Signs and Signifiers

Let’s start with a really simple example.  Take a look at these three things:

by Ivan Chew is licensed under a Creative Commons Attribution 3.0 Singapore License.

by AxelBoldt

by Axel Boldt wiki commons

 The Word 'Trees'

Source: Library of Congress US

These signs all ‘stand in’ for the idea of a tree.  But they do so in different ways.  We generally categorize signs into three types:

1)   Iconic signs – icons are signs where meaning is based on similarity of appearance.  So our drawing of our tree stands in for the notion of ‘tree’ based on a crude similarity of appearance.

2)   Indexical signs –Indexical signs have a cause-and-effect relationship between the sign and the meaning of the sign.  There is a direct link between the two.  So a leaf might be an indexical sign.

3)   Symbolic signs – these signs have an arbitrary or conventional link.  The word tree, t-r-e-e only comes to stand in for the notion of tree because of the conventions of our language.  In another convention, the symbolic sign for tree might be ‘arbor’ (German) or ‘木’ (Japanese)

In each case, the sign can be broken into two parts, the signifier and the signified.  The signifier is the thing, item, or code that we ‘read’ – so, a drawing, a word, a photo.  Each signifier has a signified, the idea or meaning being expressed by that signifier.  Only together do they form a sign.  There is often no intrinsic or direct relationship between a signifier and a signified – no signifier-signified system is ‘better’ than another.  Language is flexible, constructed, and changeable.  de Saussure uses the word ‘arbitrariness’ to describe this relationship.

A good example is the word ‘cool.’   If we take the spoken word ‘cool’ as a signifier, what might be the signified?  In one context or situation, cool might refer to temperature.  But in another, it might refer to something as ‘stylish’ or ‘popular’.  The relationship between signifier and signified can change over time and in different contexts.

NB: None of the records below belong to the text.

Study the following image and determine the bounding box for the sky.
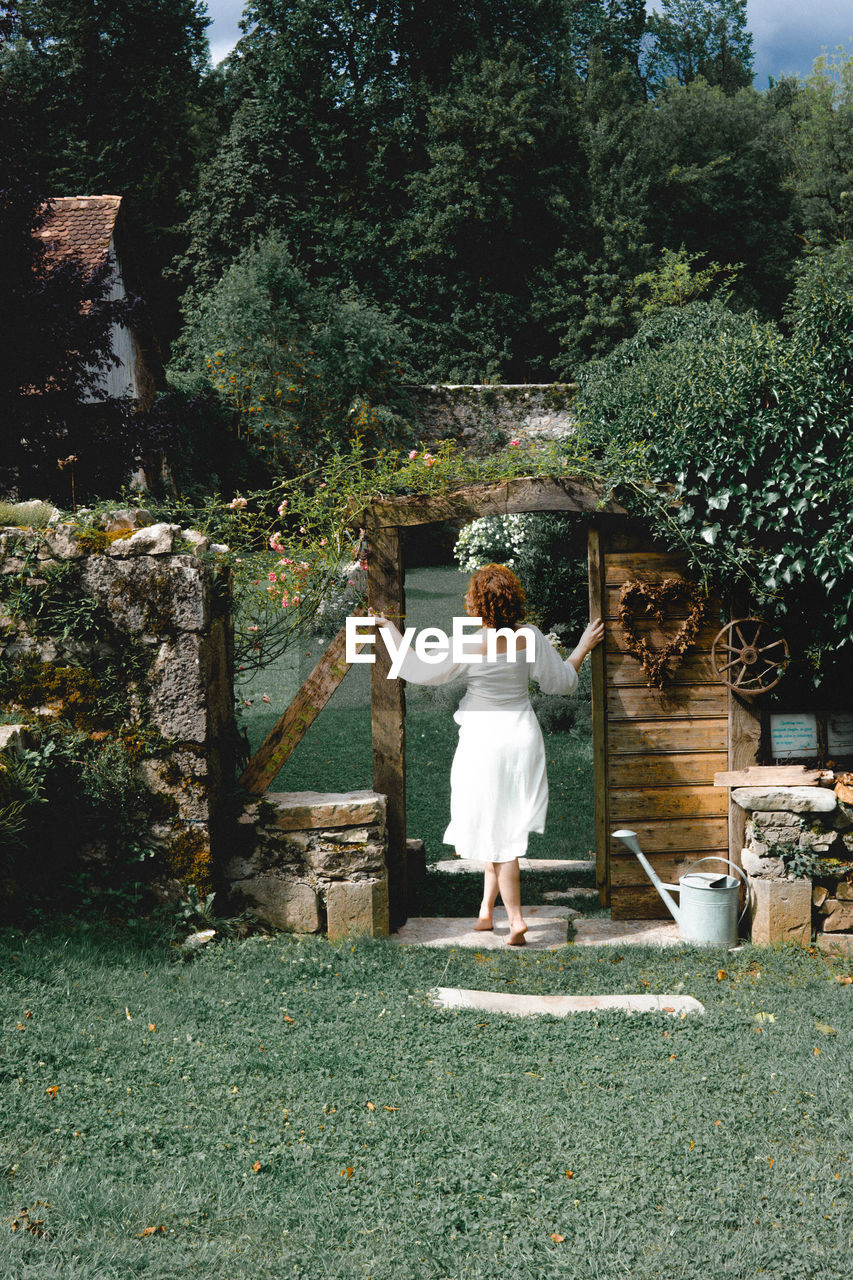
[207,0,853,90]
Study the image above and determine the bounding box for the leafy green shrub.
[575,247,853,682]
[453,512,589,643]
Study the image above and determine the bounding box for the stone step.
[432,987,704,1018]
[392,906,571,951]
[542,884,598,902]
[573,916,681,947]
[428,858,596,892]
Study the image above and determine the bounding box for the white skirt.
[444,703,548,863]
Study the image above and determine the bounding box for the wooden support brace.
[240,627,351,795]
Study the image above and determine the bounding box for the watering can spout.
[613,828,681,928]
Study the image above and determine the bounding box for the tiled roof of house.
[37,196,122,271]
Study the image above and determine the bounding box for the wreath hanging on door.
[616,577,708,689]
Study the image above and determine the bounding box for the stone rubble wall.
[411,383,575,453]
[731,786,853,952]
[223,791,388,940]
[0,509,236,893]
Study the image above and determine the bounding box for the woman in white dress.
[378,564,605,946]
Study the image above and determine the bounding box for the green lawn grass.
[0,922,853,1280]
[238,567,594,861]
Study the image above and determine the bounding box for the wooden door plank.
[608,785,729,827]
[607,751,726,787]
[610,818,729,861]
[607,684,727,722]
[607,716,727,756]
[611,849,734,885]
[605,586,720,619]
[605,550,701,586]
[607,649,719,689]
[240,627,351,795]
[368,526,409,929]
[726,689,761,867]
[610,881,672,920]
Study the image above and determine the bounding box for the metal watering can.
[613,831,749,947]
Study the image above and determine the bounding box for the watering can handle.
[684,854,749,924]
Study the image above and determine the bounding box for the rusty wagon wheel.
[711,618,789,694]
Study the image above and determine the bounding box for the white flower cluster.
[453,515,532,573]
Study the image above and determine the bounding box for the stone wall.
[223,791,388,938]
[731,786,853,952]
[0,511,236,891]
[411,383,575,453]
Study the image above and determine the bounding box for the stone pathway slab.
[392,906,570,951]
[573,916,681,947]
[542,888,598,915]
[433,987,704,1018]
[427,858,596,875]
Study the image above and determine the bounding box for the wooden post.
[729,689,761,867]
[587,525,610,906]
[368,525,409,929]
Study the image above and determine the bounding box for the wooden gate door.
[589,526,729,920]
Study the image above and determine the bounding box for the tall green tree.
[0,0,211,340]
[786,50,853,244]
[646,78,800,315]
[172,0,643,367]
[643,0,753,93]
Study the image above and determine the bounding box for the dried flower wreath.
[617,577,708,689]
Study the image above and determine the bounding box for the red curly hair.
[465,564,526,631]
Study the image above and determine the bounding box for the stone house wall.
[0,512,236,892]
[411,383,575,453]
[731,786,853,952]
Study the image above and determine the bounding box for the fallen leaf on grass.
[6,1201,50,1236]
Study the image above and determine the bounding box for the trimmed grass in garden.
[0,923,853,1280]
[238,567,593,861]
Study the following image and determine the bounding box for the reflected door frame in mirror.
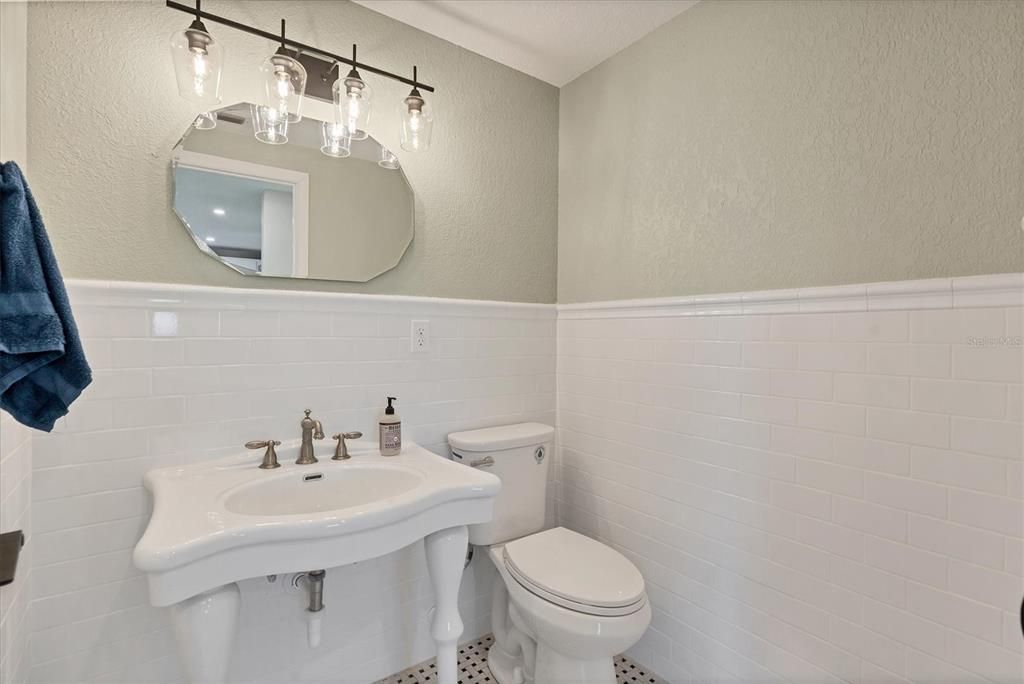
[171,148,309,277]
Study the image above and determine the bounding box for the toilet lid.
[504,527,644,614]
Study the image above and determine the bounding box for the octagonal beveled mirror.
[171,102,415,283]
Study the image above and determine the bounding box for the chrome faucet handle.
[331,432,362,461]
[246,439,281,470]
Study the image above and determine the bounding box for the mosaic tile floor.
[377,635,665,684]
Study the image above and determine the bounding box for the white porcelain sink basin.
[133,440,501,605]
[224,463,423,516]
[133,440,501,684]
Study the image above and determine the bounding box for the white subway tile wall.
[19,282,556,683]
[0,411,33,683]
[557,301,1024,683]
[9,274,1024,683]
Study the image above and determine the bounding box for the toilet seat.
[502,527,646,617]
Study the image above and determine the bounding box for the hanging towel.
[0,162,92,432]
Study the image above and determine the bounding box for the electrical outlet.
[412,320,430,353]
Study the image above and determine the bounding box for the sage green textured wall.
[28,0,558,302]
[558,0,1024,302]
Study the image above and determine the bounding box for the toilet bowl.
[449,423,650,684]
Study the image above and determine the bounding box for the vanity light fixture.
[332,45,374,140]
[398,67,434,152]
[166,0,434,152]
[259,19,306,124]
[171,0,224,104]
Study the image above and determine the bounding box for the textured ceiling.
[354,0,697,87]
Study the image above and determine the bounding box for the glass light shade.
[398,88,434,152]
[333,69,374,140]
[171,20,224,105]
[321,121,352,159]
[377,145,401,170]
[193,112,217,131]
[259,51,306,124]
[249,104,288,144]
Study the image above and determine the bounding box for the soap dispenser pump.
[378,396,401,456]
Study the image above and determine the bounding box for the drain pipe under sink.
[294,570,327,648]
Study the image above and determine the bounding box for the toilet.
[449,423,650,684]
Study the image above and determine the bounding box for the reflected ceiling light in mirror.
[249,104,288,144]
[260,19,306,124]
[398,67,434,152]
[171,0,224,104]
[377,145,401,171]
[321,121,352,159]
[333,45,374,140]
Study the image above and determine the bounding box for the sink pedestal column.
[171,583,239,684]
[424,525,469,684]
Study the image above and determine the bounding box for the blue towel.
[0,162,92,432]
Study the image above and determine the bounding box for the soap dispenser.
[378,396,401,456]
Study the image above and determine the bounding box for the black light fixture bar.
[167,0,434,92]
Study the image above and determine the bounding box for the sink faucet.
[295,409,324,466]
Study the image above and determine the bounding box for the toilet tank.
[449,423,555,546]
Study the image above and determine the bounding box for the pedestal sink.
[134,441,501,684]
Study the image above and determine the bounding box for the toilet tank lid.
[449,423,555,452]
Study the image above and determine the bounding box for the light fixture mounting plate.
[289,50,339,104]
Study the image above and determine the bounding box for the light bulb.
[321,121,352,158]
[193,48,210,97]
[171,19,223,105]
[333,69,373,140]
[260,53,306,124]
[249,104,289,144]
[398,88,434,152]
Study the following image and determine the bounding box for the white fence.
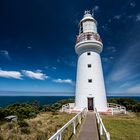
[49,108,87,140]
[107,103,126,115]
[95,108,110,140]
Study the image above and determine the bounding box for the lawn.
[101,113,140,140]
[0,112,76,140]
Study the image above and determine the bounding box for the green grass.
[101,113,140,140]
[0,112,76,140]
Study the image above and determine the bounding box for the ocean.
[0,96,140,107]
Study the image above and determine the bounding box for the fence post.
[78,114,81,124]
[106,132,110,140]
[73,120,76,134]
[100,122,103,136]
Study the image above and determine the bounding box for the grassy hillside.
[0,112,75,140]
[101,113,140,140]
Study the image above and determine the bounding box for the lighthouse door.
[88,98,94,110]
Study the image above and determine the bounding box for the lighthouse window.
[87,52,91,55]
[88,64,91,68]
[88,79,92,83]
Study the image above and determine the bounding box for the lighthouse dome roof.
[81,11,96,22]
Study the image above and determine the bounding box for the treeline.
[0,99,74,120]
[108,98,140,112]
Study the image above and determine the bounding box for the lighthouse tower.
[75,11,107,112]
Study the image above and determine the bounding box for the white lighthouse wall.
[75,50,107,111]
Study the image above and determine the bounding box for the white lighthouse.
[75,11,107,112]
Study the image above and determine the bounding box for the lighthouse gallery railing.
[49,108,87,140]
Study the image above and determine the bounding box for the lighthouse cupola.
[75,11,103,55]
[79,11,97,34]
[75,11,107,112]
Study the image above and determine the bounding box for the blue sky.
[0,0,140,95]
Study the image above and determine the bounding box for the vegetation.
[0,99,79,140]
[108,98,140,112]
[101,113,140,140]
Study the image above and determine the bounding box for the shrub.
[36,133,47,140]
[0,134,4,140]
[20,127,31,134]
[132,103,140,112]
[18,120,29,127]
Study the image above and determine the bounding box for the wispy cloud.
[0,50,11,60]
[0,70,22,79]
[53,78,73,84]
[93,5,99,13]
[107,46,117,52]
[113,15,121,20]
[130,1,136,7]
[136,13,140,21]
[127,84,140,94]
[22,70,48,80]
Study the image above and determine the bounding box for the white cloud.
[136,14,140,21]
[130,1,136,7]
[128,84,140,94]
[0,70,22,79]
[22,70,48,80]
[0,50,11,60]
[110,68,131,81]
[53,79,73,84]
[107,46,117,52]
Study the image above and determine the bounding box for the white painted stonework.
[75,11,107,112]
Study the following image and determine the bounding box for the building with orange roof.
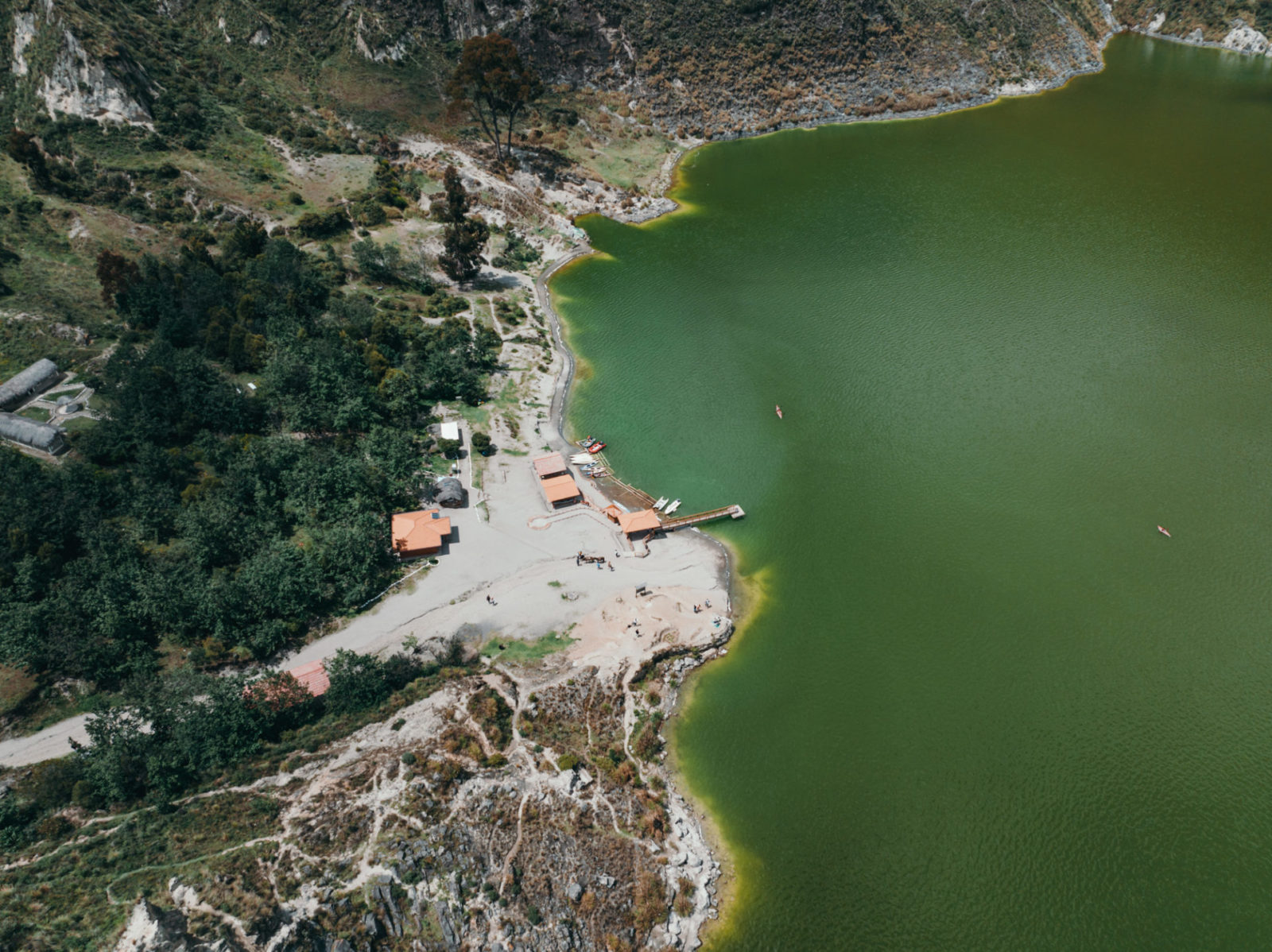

This is important, because signs are understood and encoded in context.  As with the words ‘’cool,’ the relationship between signifier and signified is made meaningful in context.  This area starts by looking at signs in isolation, but as you become more confident with semiotics, you will start to look at signs as part of a sign system.

Discussion Questions

What is the relationship between a signifier and the signified?

What might be an example of an iconic, indexical and symbolic sign
for the idea of your pet?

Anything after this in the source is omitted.